O técnico Nilo Lopes, responsável pela análise dos dados do Instituto Brasileiro de Geografia e Estatística (IBGE) disse que, além da continuidade do impacto forte dos eletrodomésticos, a pesquisa mostrou que outros segmentos que dependem diretamente da renda dos trabalhadores, como o de alimentação, já começam a mostrar sinais mais vigorosos de recuperação. ''Há um comportamento bem menos negativo dos salários e a taxa de ocupação está mais elevada do que nos últimos meses'', afirmou.
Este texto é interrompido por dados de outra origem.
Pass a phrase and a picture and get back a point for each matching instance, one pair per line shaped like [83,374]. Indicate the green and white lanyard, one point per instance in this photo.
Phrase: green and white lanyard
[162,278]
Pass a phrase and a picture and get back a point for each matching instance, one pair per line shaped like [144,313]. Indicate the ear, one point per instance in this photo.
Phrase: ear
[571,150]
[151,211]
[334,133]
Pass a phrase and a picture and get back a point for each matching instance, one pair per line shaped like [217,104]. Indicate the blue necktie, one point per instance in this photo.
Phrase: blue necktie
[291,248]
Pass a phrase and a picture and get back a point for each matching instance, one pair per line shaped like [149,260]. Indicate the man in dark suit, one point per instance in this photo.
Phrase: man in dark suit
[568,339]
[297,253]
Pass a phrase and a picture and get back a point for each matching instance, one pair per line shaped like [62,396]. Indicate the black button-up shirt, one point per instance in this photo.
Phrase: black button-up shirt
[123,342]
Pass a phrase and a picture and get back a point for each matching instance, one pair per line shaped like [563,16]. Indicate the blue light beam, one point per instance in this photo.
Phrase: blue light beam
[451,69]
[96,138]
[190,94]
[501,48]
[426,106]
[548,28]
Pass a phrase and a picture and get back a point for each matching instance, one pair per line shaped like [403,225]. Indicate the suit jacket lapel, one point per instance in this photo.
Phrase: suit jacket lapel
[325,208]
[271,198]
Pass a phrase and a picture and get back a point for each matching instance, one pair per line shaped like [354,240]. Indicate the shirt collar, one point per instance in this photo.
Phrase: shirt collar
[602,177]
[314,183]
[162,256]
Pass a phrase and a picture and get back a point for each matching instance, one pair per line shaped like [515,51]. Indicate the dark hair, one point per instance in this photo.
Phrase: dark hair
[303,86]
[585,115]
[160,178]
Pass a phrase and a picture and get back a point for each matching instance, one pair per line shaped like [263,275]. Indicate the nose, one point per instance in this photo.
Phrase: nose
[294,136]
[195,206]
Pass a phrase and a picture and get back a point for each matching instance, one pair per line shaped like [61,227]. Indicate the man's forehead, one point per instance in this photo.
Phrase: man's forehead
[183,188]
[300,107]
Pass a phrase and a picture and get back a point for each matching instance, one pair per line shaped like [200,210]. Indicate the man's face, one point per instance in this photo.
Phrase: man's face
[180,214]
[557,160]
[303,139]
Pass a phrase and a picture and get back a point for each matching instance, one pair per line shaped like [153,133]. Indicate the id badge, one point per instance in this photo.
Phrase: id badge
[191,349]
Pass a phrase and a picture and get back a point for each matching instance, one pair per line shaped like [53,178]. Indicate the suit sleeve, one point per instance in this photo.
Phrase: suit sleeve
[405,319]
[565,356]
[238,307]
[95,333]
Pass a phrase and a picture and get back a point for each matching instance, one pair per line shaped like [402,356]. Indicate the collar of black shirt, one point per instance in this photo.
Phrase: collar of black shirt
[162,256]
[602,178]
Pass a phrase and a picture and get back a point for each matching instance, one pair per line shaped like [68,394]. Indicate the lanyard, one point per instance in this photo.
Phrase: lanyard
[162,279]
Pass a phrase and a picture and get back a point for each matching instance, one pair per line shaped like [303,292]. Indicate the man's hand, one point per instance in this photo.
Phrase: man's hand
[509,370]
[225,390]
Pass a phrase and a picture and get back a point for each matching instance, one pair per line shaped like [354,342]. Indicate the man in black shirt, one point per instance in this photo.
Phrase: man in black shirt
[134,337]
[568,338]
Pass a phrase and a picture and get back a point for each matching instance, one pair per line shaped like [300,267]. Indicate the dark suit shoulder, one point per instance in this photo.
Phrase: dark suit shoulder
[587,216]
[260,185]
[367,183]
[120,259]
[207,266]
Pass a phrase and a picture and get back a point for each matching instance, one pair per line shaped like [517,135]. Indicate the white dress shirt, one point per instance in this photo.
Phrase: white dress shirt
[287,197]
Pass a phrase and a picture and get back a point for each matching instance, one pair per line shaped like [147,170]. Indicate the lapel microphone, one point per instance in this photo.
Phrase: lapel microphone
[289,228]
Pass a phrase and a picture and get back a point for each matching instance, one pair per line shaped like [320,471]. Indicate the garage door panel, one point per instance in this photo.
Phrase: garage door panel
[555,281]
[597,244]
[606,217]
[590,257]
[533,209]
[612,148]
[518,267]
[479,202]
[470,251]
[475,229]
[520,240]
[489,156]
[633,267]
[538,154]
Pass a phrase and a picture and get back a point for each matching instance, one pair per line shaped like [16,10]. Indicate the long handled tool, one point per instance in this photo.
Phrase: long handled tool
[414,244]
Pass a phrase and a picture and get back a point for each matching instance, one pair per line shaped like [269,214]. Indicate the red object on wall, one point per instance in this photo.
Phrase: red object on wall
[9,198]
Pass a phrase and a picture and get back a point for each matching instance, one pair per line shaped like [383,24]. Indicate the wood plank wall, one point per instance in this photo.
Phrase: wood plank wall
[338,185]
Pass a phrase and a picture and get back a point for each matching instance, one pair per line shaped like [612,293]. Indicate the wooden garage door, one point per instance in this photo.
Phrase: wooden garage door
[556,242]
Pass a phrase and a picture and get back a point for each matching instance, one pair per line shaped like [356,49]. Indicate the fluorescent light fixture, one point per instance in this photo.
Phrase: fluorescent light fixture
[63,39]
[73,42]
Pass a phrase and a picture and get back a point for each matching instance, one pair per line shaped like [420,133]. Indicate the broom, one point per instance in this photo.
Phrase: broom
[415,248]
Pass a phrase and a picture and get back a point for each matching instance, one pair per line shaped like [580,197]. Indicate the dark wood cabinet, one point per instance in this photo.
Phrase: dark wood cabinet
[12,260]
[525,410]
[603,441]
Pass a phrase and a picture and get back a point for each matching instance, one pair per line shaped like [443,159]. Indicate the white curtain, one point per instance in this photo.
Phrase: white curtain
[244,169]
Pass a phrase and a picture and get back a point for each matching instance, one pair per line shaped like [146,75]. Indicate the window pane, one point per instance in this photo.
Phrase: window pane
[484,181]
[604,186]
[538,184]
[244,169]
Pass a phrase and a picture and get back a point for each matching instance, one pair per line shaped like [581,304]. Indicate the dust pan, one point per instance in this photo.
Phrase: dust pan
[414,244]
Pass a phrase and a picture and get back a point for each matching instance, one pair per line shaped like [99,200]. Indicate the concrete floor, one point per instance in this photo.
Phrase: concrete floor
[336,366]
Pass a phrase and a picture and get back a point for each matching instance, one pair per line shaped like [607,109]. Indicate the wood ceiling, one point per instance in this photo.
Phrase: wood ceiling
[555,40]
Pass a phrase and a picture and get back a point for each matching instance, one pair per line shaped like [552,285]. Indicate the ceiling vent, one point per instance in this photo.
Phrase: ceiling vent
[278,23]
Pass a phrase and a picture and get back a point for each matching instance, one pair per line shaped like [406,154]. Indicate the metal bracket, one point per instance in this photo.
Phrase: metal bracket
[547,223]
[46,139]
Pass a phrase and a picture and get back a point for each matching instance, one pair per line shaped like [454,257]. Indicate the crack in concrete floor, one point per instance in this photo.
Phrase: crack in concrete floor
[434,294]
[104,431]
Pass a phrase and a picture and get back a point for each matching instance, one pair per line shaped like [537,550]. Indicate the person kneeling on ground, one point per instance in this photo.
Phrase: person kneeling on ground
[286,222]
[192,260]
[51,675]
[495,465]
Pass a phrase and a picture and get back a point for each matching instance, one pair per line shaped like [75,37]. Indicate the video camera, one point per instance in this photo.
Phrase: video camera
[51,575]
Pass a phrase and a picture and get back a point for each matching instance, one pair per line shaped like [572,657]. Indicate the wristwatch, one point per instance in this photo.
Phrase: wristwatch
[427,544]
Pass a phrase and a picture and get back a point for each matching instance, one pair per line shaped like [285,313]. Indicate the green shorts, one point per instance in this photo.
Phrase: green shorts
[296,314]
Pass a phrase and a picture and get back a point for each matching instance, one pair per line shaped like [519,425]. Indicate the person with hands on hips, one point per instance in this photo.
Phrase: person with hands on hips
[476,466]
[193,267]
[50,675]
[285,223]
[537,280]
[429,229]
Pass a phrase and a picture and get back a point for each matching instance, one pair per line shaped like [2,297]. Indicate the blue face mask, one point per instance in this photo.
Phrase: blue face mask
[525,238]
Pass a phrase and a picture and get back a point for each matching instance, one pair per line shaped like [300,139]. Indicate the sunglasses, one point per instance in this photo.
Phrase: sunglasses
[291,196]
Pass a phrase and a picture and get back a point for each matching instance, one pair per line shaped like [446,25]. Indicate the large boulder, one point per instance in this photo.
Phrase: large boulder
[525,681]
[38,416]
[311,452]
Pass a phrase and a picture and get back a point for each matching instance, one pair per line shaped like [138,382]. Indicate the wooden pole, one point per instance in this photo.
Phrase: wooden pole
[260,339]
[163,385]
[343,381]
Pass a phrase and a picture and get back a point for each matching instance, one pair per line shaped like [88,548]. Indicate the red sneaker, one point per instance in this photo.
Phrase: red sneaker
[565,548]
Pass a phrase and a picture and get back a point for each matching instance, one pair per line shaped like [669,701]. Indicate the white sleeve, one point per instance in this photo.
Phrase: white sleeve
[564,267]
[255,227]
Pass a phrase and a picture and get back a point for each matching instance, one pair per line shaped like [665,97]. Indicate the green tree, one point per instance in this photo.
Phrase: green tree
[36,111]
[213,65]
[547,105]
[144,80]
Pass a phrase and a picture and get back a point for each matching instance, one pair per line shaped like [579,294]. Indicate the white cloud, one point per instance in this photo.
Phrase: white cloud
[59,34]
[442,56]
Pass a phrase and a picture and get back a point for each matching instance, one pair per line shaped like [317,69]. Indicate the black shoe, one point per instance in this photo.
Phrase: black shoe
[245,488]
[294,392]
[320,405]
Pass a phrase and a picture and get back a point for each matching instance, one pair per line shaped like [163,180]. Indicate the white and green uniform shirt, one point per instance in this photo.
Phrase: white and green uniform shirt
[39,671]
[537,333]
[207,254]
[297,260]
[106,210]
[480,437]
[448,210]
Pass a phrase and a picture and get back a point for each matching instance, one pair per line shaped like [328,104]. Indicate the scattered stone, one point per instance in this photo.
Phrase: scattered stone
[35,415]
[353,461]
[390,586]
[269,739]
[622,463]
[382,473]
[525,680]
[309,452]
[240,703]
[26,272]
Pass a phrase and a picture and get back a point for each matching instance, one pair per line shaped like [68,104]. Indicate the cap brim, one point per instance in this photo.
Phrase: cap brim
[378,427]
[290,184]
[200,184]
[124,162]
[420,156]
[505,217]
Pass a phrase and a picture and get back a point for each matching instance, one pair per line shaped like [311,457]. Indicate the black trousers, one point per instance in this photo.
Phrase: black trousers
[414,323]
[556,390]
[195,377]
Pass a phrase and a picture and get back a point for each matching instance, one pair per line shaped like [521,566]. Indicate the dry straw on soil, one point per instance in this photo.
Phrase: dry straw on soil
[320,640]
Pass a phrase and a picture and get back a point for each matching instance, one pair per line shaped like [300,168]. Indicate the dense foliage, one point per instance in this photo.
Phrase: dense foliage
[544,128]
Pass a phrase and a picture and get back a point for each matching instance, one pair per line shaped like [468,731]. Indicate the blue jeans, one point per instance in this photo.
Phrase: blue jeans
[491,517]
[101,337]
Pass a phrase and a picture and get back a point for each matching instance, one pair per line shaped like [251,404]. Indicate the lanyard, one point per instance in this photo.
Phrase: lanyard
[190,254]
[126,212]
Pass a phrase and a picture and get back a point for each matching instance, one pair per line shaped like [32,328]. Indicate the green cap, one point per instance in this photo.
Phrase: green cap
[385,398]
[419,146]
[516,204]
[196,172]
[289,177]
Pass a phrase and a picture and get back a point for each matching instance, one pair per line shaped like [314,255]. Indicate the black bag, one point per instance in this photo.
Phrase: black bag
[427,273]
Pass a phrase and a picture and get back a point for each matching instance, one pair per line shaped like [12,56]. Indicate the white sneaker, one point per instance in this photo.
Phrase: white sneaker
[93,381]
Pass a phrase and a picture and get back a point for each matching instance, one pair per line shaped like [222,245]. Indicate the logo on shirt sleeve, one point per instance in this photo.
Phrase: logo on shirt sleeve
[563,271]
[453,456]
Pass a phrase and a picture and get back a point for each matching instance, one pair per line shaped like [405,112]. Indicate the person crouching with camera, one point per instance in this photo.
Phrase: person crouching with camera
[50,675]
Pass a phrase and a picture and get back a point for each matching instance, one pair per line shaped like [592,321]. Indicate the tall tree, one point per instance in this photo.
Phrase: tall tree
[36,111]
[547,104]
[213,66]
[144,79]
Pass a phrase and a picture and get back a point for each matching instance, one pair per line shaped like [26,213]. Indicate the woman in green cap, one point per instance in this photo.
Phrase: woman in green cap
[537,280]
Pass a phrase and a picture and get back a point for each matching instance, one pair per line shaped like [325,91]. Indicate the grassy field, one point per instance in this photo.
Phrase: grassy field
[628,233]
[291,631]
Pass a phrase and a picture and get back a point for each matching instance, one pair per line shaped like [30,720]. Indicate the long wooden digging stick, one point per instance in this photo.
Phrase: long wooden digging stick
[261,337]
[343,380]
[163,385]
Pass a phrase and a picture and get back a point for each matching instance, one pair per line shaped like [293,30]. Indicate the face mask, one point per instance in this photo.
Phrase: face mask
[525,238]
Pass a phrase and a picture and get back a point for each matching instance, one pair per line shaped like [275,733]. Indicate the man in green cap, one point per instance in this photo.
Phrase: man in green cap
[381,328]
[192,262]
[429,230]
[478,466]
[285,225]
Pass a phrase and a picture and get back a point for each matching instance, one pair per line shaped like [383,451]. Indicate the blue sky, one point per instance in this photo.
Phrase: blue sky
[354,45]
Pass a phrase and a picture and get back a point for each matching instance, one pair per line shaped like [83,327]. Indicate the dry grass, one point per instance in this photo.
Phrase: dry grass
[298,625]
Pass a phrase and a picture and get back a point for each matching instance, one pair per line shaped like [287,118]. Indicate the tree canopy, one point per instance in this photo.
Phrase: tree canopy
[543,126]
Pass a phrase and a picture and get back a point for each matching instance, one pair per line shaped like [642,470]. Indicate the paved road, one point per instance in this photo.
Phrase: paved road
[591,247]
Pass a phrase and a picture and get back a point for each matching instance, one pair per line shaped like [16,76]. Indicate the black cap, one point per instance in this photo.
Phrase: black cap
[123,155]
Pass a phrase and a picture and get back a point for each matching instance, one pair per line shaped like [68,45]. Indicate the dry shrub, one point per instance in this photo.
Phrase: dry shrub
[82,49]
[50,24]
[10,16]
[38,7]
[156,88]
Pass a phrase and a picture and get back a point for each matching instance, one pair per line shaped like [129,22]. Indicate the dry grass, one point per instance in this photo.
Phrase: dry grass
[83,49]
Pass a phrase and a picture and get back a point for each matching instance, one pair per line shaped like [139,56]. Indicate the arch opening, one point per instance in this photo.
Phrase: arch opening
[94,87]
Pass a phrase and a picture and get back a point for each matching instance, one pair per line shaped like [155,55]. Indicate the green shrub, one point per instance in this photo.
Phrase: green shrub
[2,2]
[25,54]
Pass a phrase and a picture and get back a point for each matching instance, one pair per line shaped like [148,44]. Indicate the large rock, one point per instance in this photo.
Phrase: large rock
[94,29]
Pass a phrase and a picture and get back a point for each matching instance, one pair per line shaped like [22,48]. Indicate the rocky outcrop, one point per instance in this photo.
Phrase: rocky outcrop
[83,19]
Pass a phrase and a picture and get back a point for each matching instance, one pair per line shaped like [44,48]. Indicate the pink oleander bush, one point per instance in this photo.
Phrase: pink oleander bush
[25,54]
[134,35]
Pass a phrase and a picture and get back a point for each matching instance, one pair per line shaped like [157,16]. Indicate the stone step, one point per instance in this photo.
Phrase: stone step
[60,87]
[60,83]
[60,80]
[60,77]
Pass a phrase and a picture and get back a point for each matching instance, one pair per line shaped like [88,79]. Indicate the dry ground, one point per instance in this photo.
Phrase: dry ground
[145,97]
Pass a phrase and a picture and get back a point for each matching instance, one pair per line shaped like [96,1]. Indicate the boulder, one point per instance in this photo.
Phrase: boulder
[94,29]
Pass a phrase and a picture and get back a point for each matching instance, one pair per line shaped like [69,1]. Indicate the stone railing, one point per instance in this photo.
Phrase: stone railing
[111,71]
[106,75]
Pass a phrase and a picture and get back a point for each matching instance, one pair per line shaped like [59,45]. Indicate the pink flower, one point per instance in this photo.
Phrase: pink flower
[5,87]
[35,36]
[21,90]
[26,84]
Os resultados da Pesquisa Mensal do Comércio, divulgados ontem pelo IBGE, são os melhores desde o início da série, em janeiro de 2001. No acumulado em 12 meses, pela terceira vez consecutiva a pesquisa mostrou variação positiva (3,31% até junho) e em aceleração, também nesse caso um resultado inédito desde o início da pesquisa.
O segmento de móveis e eletrodomésticos registrou aumento de 36,31% nas vendas em junho e de 29,4% no primeiro semestre, ante iguais períodos de 2003. Para essa pesquisa, não são divulgados dados comparativos com o mês anterior. Segundo Lopes, os eletrodomésticos vêm se beneficiando das melhores condições de crédito e especialmente do alongamento dos prazos para pagamento das compras, que leva a prestação a caber no orçamento do consumidor. Ele atribui o forte crescimento do setor, ainda, a lançamentos de novos produtos e à demanda reprimida dos anos anteriores.
Como exemplo da reação de segmentos mais vinculados à renda - já que os móveis e eletrodomésticos dependem mais diretamente do crédito - Lopes citou a recuperação do grupo de hipermercados, supermercados, produtos alimentícios, bebidas e fumo, que registrou aumento de 8,78% em junho, acelerando após o crescimento de 5,03% em maio. Outro exemplo citado é o dos combustíveis e lubrificantes, que também acelerou o crescimento nas vendas para 7,8% em junho, ante 4,1% em maio.